疑問①:家族による虐待はあったのか?

益田:今回の事件が起きた背景を改めて整理していきます。1つ目の疑問、「家族による虐待があったのではないか」という点について、西岡さんはどう考えますか。

西岡:虐待を認定するためには、役所の担当職員と専門職、地域包括支援センターなど、和子さんの介護に関わる方々が集まって会議を開かなければいけません。一般的に「コアメンバー会議」と呼ばれるものです。

 その会議で虐待の事実が明らかになってはじめて、虐待の判断ができるわけです。厚労省のマニュアルにも会議の開催が必要だと書かれています。しかし、和子さんが連れ去られた後にご家族が情報公開請求をしたところ、そうした記録は一切存在しませんでした。

益田:成年後見人についての話もありましたが、これはいつ、誰が申し立てをして、いつごろ後見人がついたのですか。

西岡:記録によれば、今年2月に成年後見人の申し立てがなされています。成年後見人の申し立ては原則として家族がすることになっているのですが、今回は江東区長の権限で申し立てがされています。

 本来、区長が申し立てをするのは家族がいない場合や遠方に住んでいて後見人になる意思がない場合などに限られています。

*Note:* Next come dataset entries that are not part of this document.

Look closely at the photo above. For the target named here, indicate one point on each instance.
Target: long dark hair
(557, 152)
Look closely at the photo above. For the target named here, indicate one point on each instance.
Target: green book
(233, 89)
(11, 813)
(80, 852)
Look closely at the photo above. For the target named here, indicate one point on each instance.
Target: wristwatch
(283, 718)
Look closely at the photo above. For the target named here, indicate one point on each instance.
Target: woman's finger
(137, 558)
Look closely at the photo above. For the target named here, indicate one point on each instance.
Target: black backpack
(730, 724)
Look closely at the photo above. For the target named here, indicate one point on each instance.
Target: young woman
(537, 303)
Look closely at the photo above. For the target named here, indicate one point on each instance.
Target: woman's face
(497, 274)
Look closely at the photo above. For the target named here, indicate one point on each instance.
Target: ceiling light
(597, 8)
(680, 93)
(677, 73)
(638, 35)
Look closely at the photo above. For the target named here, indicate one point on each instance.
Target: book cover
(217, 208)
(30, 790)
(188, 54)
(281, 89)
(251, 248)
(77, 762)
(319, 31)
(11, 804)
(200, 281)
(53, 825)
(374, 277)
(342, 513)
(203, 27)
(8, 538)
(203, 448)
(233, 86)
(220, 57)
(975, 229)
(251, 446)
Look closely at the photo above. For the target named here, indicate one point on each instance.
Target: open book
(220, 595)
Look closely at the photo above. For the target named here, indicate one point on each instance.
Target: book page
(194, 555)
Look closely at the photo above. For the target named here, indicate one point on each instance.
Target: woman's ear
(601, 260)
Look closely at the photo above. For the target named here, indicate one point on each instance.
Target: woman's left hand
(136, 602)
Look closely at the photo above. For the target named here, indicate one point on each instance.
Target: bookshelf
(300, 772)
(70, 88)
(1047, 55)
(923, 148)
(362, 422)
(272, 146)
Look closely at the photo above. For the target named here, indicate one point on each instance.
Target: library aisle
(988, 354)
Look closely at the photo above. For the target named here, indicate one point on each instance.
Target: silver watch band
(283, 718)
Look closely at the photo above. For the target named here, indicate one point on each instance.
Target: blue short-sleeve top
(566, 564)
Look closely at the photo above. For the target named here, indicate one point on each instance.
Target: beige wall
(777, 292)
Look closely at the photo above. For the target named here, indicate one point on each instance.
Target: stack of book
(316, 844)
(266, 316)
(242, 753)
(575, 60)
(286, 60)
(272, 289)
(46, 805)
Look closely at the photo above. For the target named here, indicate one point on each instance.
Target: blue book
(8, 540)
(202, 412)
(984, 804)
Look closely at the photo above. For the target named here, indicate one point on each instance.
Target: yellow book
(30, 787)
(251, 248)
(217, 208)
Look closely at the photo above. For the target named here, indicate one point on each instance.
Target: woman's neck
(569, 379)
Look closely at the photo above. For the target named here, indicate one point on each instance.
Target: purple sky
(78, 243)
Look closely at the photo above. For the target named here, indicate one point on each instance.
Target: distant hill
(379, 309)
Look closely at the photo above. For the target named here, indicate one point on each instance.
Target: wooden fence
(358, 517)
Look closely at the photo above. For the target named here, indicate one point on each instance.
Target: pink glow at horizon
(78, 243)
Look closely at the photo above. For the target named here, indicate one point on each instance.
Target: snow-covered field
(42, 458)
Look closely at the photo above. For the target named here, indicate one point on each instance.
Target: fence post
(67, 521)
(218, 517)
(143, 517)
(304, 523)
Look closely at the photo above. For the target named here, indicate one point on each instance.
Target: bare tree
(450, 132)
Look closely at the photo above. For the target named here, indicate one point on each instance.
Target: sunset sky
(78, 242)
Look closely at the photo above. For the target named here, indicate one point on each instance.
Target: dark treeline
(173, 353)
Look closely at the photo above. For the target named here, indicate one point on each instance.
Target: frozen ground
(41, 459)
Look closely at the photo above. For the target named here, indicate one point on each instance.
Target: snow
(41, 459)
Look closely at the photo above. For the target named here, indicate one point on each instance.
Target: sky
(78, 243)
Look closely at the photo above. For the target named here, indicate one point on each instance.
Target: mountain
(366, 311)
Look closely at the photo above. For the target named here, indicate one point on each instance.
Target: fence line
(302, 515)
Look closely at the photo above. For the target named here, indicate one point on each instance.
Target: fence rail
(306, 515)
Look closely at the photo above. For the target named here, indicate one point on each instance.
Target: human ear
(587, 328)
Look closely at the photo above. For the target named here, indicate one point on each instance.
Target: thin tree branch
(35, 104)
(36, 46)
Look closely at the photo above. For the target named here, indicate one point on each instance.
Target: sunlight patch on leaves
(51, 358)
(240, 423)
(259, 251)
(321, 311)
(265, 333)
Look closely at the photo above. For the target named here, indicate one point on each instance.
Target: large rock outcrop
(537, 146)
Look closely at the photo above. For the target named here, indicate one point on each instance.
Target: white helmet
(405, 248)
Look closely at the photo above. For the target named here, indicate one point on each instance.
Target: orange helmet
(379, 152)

ところが、和子さんには娘さんもお孫さんもいらっしゃるのに、そうした方々に意思確認もせず区長が申し立てをしたのです。

益田:「虐待の事実があった」などと申立書に記載はあったのでしょうか。

西岡:後見人選任後に家族が家庭裁判所に情報公開請求したところ、江東区役所が作成した文書には家族の暴言や虐待の記載は全くありませんでした。

益田:そもそも、虐待という場合、同居している家族からの虐待が想定されることが多いかと思いますが、和子さんは一人暮らしですよね。

西岡:和子さんは江東区内のアパートで一人暮らしをしていました。虐待には身体的虐待や暴言による心理的虐待、性的虐待、ネグレクト、経済的虐待の5つの類型がありますが、同居している家族でないとほとんど虐待認定はされません。

 ただ、経済的虐待などは別居でも認定される可能性がありますが、今回の場合はそもそも通帳預かりサービスで通帳はすべて社協に預けていたため、家族が財産に手を付けられる状況ではありません。そうした点からも、家族による虐待が存在したとは考えにくいと思います。